11. Dynamic Array vs Pointer Array (Important)
int *arr; // dynamic array
int **arr2; // array of pointers
They are not the same.
Dynamic array:
arr → contiguous memory
Array of pointers:
arr2 → pointers → scattered memory
12. Common Mistakes (Critical Section)
❌ Forgetting sizeof
malloc(10); // WRONG
malloc(10 * sizeof(int)); // CORRECT
❌ Memory Leak
arr = malloc(...);
arr = realloc(arr, ...); // old pointer lost if realloc fails
❌ Use After Free
free(arr);
arr[0] = 10; // undefined behavior
13. Time Complexity
| Operation | Complexity |
|---|---|
| Access | O(1) |
| Resize | O(n) |
| Append (amortized) | O(1) |
14. Real Dynamic Array Implementation (Like vector)
Struct Definition
typedef struct {
int *data;
size_t size;
size_t capacity;
} DynamicArray;
Initialize
DynamicArray arr;
arr.capacity = 2;
arr.size = 0;
arr.data = malloc(arr.capacity * sizeof(int));
Push Back
void push(DynamicArray *arr, int value) {
if (arr->size == arr->capacity) {
arr->capacity *= 2;
arr->data = realloc(arr->data, arr->capacity * sizeof(int));
}
arr->data[arr->size++] = value;
}
Free
void freeArray(DynamicArray *arr) {
free(arr->data);
}
15. Why Dynamic Arrays Matter
Dynamic arrays are the foundation of:
-
vectorin C++ -
ArrayListin Java - Lists in Python
- Real-world systems (databases, kernels, compilers)
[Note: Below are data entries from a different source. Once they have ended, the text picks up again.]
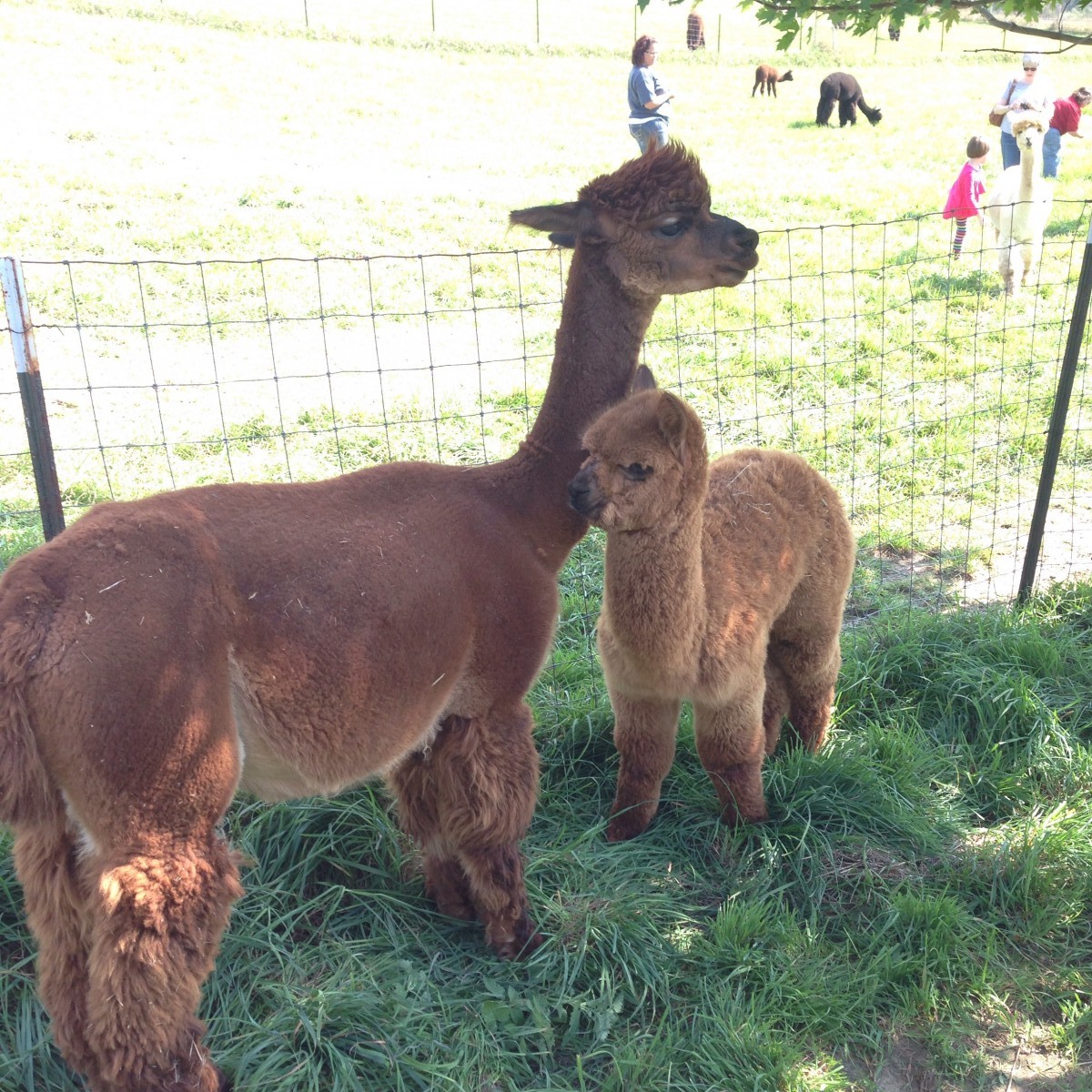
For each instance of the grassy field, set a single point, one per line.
(916, 916)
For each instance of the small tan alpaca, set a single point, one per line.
(725, 585)
(767, 79)
(294, 640)
(1019, 203)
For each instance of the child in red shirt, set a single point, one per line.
(965, 197)
(1066, 119)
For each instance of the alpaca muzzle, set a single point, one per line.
(738, 244)
(584, 495)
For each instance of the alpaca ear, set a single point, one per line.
(643, 380)
(565, 223)
(672, 421)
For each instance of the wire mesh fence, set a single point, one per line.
(905, 375)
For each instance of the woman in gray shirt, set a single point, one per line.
(649, 99)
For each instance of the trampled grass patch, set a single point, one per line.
(924, 880)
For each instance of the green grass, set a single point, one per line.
(922, 891)
(916, 387)
(918, 905)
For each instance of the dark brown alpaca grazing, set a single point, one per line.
(292, 640)
(844, 88)
(724, 585)
(767, 80)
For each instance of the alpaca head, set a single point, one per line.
(647, 463)
(650, 224)
(1029, 128)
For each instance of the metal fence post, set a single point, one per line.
(34, 402)
(1057, 427)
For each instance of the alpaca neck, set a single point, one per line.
(1029, 162)
(654, 592)
(594, 359)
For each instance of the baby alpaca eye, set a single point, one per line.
(670, 229)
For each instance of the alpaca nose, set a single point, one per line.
(738, 241)
(578, 494)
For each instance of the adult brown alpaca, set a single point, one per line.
(298, 639)
(767, 80)
(844, 88)
(724, 585)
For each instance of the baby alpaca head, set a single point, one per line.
(1029, 126)
(647, 464)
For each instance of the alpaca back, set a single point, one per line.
(1019, 212)
(774, 535)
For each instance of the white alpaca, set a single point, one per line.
(1019, 203)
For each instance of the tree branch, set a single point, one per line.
(790, 15)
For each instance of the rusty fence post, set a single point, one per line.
(1057, 430)
(34, 402)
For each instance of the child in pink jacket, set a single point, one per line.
(965, 197)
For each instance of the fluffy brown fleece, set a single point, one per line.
(725, 585)
(298, 639)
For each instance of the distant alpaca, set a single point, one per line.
(844, 88)
(694, 32)
(1019, 203)
(295, 639)
(767, 80)
(724, 584)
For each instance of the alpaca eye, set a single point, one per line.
(670, 229)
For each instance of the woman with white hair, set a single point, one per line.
(1026, 92)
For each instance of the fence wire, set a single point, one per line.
(905, 375)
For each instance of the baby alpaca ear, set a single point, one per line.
(565, 223)
(672, 421)
(643, 380)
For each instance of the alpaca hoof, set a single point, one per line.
(457, 907)
(520, 944)
(629, 824)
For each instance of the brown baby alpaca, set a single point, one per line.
(293, 640)
(724, 585)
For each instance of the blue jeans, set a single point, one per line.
(1010, 151)
(1052, 153)
(642, 134)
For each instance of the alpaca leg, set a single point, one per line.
(416, 792)
(1005, 267)
(732, 745)
(157, 915)
(485, 776)
(1030, 256)
(809, 664)
(1015, 277)
(644, 737)
(775, 703)
(46, 862)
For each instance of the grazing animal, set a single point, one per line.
(1019, 203)
(296, 639)
(844, 88)
(767, 80)
(694, 32)
(724, 585)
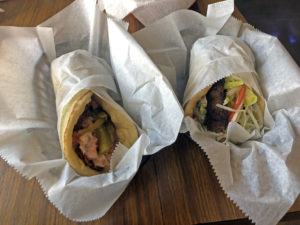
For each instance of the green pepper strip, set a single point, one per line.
(93, 126)
(104, 140)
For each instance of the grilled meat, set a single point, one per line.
(217, 118)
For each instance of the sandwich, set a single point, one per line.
(228, 100)
(90, 130)
(90, 127)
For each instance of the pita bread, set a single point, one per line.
(125, 129)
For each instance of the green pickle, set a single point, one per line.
(93, 127)
(104, 139)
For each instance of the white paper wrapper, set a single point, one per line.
(29, 140)
(146, 11)
(137, 77)
(261, 176)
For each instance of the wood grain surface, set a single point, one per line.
(176, 186)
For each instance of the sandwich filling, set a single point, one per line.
(94, 137)
(229, 100)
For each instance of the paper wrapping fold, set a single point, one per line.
(261, 176)
(146, 11)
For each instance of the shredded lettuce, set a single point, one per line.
(200, 110)
(231, 82)
(250, 97)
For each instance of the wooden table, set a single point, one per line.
(176, 185)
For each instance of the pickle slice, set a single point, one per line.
(104, 140)
(101, 118)
(93, 126)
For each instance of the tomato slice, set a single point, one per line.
(238, 101)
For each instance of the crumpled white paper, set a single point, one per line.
(146, 11)
(261, 176)
(28, 119)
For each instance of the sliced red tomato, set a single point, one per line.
(238, 101)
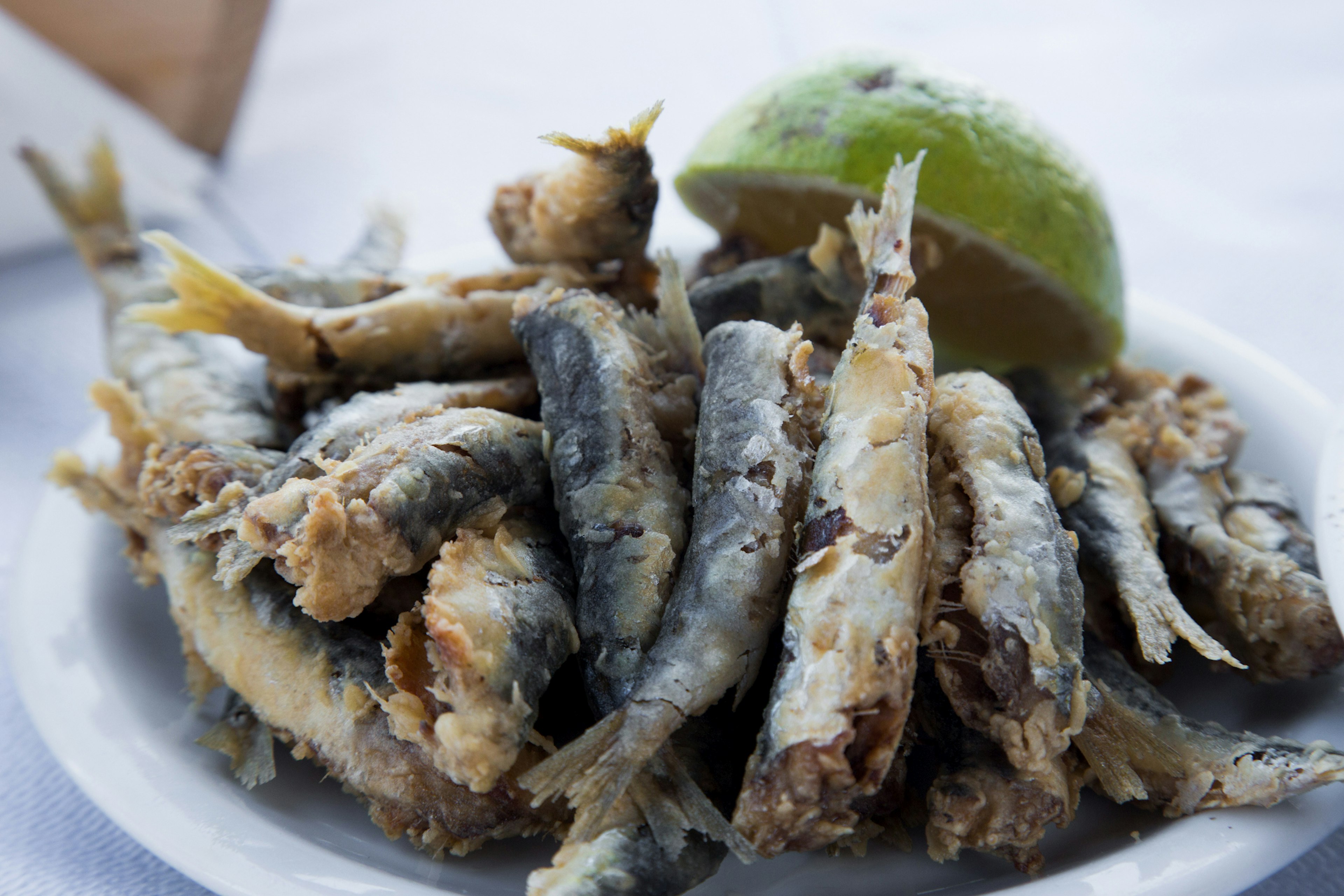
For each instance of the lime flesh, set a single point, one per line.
(1014, 253)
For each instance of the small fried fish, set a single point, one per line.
(622, 506)
(1143, 749)
(1260, 604)
(1006, 625)
(753, 458)
(818, 287)
(195, 387)
(982, 801)
(425, 331)
(851, 630)
(596, 207)
(1102, 499)
(472, 662)
(386, 510)
(331, 439)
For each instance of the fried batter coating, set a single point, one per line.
(843, 691)
(980, 800)
(179, 477)
(818, 287)
(1143, 749)
(1102, 499)
(425, 331)
(1270, 613)
(471, 664)
(312, 681)
(1004, 626)
(622, 507)
(596, 207)
(195, 387)
(753, 458)
(330, 440)
(387, 508)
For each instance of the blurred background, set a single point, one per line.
(260, 131)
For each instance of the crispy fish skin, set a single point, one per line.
(818, 287)
(851, 630)
(1010, 663)
(197, 389)
(980, 800)
(1102, 499)
(312, 681)
(420, 332)
(1270, 613)
(1144, 749)
(623, 510)
(753, 458)
(1264, 515)
(593, 209)
(472, 663)
(330, 440)
(386, 510)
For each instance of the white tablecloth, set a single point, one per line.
(1216, 131)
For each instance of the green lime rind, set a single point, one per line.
(990, 166)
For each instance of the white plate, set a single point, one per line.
(97, 664)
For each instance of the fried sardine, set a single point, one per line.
(1004, 609)
(851, 629)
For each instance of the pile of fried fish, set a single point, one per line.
(756, 580)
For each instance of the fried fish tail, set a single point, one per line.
(1144, 749)
(210, 300)
(596, 207)
(851, 630)
(1270, 613)
(195, 387)
(1102, 499)
(472, 663)
(93, 214)
(819, 287)
(625, 860)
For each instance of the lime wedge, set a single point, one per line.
(1013, 248)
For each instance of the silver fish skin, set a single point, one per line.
(840, 699)
(622, 506)
(472, 662)
(1264, 515)
(1260, 604)
(198, 389)
(979, 800)
(1102, 498)
(753, 460)
(386, 510)
(1143, 749)
(1006, 626)
(818, 287)
(311, 686)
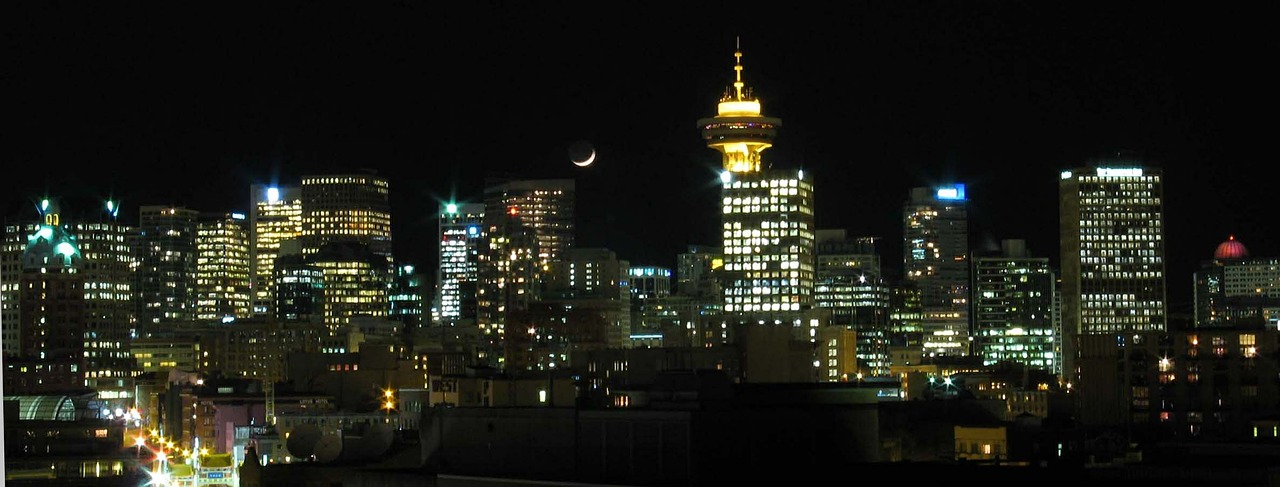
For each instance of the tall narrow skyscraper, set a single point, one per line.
(936, 256)
(461, 236)
(851, 286)
(222, 267)
(1014, 313)
(167, 264)
(767, 218)
(275, 215)
(1112, 253)
(347, 208)
(528, 224)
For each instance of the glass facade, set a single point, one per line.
(1112, 251)
(461, 236)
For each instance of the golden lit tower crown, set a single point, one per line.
(739, 130)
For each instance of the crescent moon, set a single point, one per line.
(585, 163)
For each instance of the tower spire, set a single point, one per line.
(737, 69)
(740, 130)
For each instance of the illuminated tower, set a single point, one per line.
(461, 236)
(936, 256)
(222, 267)
(528, 224)
(1237, 290)
(72, 338)
(51, 303)
(1112, 254)
(275, 215)
(1013, 309)
(167, 265)
(767, 214)
(347, 208)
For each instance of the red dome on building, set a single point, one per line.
(1230, 249)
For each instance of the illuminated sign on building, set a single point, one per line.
(1119, 172)
(951, 192)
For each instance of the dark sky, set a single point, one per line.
(186, 103)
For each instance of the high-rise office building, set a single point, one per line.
(347, 208)
(695, 272)
(528, 224)
(298, 288)
(849, 283)
(355, 283)
(1237, 290)
(767, 221)
(223, 267)
(275, 215)
(1112, 253)
(462, 233)
(1013, 309)
(407, 299)
(72, 303)
(936, 256)
(167, 265)
(649, 282)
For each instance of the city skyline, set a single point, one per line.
(874, 100)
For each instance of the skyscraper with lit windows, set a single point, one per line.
(275, 215)
(1237, 290)
(462, 233)
(167, 264)
(72, 321)
(223, 267)
(528, 224)
(347, 208)
(1112, 253)
(1014, 308)
(767, 219)
(936, 256)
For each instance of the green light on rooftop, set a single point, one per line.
(65, 249)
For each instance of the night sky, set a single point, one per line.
(188, 104)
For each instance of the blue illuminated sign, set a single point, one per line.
(951, 192)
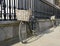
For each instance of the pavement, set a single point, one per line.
(50, 37)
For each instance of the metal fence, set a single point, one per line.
(39, 8)
(6, 11)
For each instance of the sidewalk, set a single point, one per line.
(50, 37)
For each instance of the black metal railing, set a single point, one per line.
(7, 10)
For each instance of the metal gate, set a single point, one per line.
(7, 10)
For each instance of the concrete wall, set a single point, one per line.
(12, 31)
(51, 1)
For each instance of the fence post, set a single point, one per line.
(14, 11)
(4, 5)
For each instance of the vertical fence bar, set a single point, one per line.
(9, 9)
(1, 10)
(14, 11)
(4, 6)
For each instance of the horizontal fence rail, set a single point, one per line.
(39, 8)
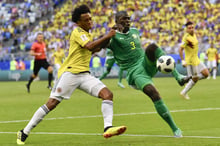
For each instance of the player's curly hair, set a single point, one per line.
(82, 9)
(188, 23)
(120, 14)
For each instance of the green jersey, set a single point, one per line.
(126, 48)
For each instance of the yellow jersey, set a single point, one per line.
(211, 54)
(190, 44)
(58, 57)
(78, 58)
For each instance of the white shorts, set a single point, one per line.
(68, 82)
(195, 70)
(211, 64)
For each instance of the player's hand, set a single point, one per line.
(183, 63)
(37, 54)
(118, 27)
Mastering them means you understand memory.
16. Summary
You now understand:
- Heap vs stack
- malloc / calloc / realloc / free
- Internal behavior
- Resizing strategies
- Memory safety
- Performance
- Full implementation
If you understand dynamic arrays, you are no longer a beginner in C.